Pekings Reaktion: neue Allianzen. Vergangene Woche schloss Xi in Peking neue Handelsdeals mit Staaten aus Lateinamerika. Diese Woche findet in Kuala Lumpur der erste Dreier-Gipfel zwischen China, den ASEAN- und Golfstaaten statt. Auch hier erhofft sich Chinas Staatsführung neue Märkte.

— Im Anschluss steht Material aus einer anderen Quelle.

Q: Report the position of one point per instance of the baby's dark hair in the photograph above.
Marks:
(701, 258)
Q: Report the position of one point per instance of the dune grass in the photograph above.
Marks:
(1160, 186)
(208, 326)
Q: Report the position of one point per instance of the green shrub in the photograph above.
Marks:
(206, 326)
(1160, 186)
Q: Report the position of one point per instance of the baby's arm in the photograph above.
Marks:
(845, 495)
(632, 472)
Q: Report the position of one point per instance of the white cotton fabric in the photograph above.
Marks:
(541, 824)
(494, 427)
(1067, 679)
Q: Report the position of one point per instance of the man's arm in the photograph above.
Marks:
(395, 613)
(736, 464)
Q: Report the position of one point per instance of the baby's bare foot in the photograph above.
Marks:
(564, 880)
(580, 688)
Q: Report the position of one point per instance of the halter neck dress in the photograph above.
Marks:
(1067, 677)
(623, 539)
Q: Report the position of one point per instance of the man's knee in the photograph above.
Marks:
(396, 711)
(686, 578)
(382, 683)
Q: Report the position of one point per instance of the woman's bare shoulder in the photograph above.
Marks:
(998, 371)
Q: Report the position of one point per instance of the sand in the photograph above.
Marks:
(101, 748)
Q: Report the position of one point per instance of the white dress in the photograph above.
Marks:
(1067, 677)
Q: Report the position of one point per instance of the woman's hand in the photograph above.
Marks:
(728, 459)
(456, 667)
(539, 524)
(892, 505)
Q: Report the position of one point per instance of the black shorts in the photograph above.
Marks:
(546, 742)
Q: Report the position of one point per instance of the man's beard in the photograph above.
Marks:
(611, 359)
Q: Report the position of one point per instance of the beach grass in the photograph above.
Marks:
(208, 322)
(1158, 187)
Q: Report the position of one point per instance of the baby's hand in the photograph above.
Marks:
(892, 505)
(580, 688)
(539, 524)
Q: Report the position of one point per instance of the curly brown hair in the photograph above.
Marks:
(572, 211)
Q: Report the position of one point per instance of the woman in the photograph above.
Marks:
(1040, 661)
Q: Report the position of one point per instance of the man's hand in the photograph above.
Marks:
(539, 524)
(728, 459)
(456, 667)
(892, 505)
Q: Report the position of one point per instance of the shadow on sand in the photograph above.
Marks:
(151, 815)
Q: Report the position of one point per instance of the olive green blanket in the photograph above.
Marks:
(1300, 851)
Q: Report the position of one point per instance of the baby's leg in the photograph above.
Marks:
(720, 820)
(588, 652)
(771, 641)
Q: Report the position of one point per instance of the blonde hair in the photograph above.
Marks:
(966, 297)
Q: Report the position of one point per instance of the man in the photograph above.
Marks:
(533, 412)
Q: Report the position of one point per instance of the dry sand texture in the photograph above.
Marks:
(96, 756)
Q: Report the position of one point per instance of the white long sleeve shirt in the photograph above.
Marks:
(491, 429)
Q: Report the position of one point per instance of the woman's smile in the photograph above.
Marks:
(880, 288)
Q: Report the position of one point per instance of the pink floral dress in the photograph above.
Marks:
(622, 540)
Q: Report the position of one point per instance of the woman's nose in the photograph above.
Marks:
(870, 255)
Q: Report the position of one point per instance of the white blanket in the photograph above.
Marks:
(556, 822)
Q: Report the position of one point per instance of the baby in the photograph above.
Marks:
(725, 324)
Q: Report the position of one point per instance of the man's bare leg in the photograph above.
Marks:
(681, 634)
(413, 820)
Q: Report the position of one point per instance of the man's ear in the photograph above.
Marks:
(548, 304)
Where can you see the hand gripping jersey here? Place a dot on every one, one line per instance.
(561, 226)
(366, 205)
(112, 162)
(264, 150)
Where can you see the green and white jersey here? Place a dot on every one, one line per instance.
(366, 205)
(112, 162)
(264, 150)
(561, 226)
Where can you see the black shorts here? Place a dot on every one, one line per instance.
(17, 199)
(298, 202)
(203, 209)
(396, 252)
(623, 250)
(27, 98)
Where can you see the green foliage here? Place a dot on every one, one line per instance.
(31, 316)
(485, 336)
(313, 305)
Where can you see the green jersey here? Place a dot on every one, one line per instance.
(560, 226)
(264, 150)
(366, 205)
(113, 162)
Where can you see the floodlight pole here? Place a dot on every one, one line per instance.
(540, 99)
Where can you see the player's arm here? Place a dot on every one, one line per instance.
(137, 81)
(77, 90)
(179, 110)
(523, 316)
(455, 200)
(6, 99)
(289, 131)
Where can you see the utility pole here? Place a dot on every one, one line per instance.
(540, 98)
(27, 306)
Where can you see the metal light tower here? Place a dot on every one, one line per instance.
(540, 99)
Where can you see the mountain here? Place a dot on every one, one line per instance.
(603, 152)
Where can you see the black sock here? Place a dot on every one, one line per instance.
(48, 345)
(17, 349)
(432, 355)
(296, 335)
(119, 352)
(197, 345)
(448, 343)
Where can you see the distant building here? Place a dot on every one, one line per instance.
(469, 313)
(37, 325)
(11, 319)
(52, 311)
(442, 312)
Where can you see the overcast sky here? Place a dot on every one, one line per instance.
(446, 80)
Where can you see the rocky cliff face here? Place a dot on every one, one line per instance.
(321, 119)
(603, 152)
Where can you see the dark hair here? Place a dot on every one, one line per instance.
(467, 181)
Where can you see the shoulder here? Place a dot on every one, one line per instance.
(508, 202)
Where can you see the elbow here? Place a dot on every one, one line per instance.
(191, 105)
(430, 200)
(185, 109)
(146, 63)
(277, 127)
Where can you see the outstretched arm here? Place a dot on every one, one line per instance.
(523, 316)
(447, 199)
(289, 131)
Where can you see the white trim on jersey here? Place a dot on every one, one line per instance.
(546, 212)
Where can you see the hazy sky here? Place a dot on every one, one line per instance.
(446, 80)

"Verkäufer sind optimistisch" und der Handel gehe weiter, "auch ohne die USA", berichtet Miriam Steimer, ZDF-China-Korrespondentin in Guangzhou, zu Zöllen und Welthandel.17.04.2025 | 4:47 min
Der Trend: Exporte in andere Länder
"Der Handelskrieg wird auf uns keine großen Auswirkungen haben. Es wird die Verbraucher in den USA treffen, die zahlen am Ende für die Zölle," ist sich Herr Zhu sicher. Er produziert in Yiwu Halloween-Artikel, ein Viertel verschiffte er bislang in die USA. Doch seit dem Handelskrieg setzt er vermehrt auf Europa, auch auf Deutschland. Der Trend ist in ganz China zu spüren: Statt nach Amerika gingen im April die meisten Exporte nach Südostasien und nach Europa. Die USA sind nur noch Chinas drittgrößter Handelspartner.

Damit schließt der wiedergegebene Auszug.